8×10写真撮影上高地 2012/ultra large format photo tour at Kamikouchi in 2012

今シーズンも上高地へでかけました。今回は、以前から考えていたバイテン(8×10)を持参です。やはりこのカメラですと荷物が結構多くなります。カメラ本体、カットホルダー5枚、予備のフィルム10枚、フィルム交換のためのテント、レンズは4本(450mm,300mm,240mm,150mm     )です。そして当然ながら三脚。これが撮影用の荷物。あとは、雪道を歩くためのスノーシュー、携行食品、着替えなどです。大型のリュックに詰めたら30Kg前後です。

釜トンネルの入り口で、登山者カードを提出。警備の方も荷物の大きさにビックリ。

荷物をここで再度チェックして薄暗いトンネルを歩きます。トンネルは昔に比べアイゼンなども必要ありませんが、闇の中を歩くのは薄気味悪いきがします。トンネルを抜け出し、今度は雪道の上り坂をひたすら進みます。歩き続けること2時間以上。一般の人は1時間半程度で大正池に到着するそうですが、この荷物では無理からぬことと思っています。

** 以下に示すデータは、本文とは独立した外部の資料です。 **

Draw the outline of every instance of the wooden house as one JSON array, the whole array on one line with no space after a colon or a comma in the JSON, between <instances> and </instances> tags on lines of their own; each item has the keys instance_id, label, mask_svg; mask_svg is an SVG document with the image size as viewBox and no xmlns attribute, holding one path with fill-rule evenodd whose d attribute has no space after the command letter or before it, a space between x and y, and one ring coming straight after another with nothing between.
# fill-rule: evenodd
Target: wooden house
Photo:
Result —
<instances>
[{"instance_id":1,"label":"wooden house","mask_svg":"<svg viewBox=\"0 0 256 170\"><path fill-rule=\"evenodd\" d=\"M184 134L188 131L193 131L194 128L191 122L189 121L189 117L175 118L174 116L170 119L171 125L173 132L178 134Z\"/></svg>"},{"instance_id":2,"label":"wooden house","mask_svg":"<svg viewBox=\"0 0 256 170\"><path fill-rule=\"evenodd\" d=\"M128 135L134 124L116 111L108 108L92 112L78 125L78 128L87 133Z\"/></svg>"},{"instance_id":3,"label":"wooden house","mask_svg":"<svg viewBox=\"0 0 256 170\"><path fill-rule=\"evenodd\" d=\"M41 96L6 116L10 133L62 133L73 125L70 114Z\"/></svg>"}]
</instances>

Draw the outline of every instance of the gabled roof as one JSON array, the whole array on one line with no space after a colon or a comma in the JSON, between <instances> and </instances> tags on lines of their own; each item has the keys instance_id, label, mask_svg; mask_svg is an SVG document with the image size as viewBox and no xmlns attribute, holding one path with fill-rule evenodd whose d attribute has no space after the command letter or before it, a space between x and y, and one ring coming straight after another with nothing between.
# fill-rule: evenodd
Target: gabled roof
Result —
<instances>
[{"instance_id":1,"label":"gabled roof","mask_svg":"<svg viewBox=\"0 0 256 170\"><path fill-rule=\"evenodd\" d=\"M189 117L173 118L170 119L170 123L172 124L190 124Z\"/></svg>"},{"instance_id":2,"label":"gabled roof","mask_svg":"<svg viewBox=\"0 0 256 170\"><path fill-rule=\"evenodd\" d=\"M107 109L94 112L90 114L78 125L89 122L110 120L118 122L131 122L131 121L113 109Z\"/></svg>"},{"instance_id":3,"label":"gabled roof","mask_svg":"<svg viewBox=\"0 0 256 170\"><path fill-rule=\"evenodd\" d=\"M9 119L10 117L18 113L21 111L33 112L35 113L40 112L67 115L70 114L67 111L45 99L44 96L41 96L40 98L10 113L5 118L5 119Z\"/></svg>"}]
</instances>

 よく人から、「大判カメラを楽しんでいますね」といわれます。楽しんでいるとは自分は微塵たりとも思っていません。デジカメ時代に逆走し、大判写真にこだわっています。デジカメならば30Kgの荷物を運ぶことは必要ありませんし、もっと快適に雪道を歩けます。また、シャッターチャンスも大判に比べ恵まれます。信条としては、楽してはいい結果は得られないと思っているからでしょうか。苦労したあとの達成感は人一倍です。

大判を担いで写真が撮れることに感謝,感謝です。

 

 

 
 
 
 
 
 
 
 
 
 
 

秋の風景/Landscape in autumn

今年の紅葉は少し遅めのような気がします。そして気になるのが「柿」です。柿は話によると、よく実がつく年とつかない年があるとか。毎年の撮影ポイント、今年はどうでしょうか? 掲載の柿のある風景は一昨年の写真です。順番ですと今年はこのような風景が撮れるかも。最近は今まで出会った風景を再度大判で撮りなおしています。大判での撮影はハンディがあります。セットに時間がかかること、フィルム・現像など中判・デジカメに比べてコストがかかること、それゆえ枚数は撮れません。一枚一枚を大切にします。デジカメ時代に背を向けて逆走していますが、出来上がったポジは感激そのものです。限りある時間を大切にして、もう少しの時間を大判についやしたいと思っています。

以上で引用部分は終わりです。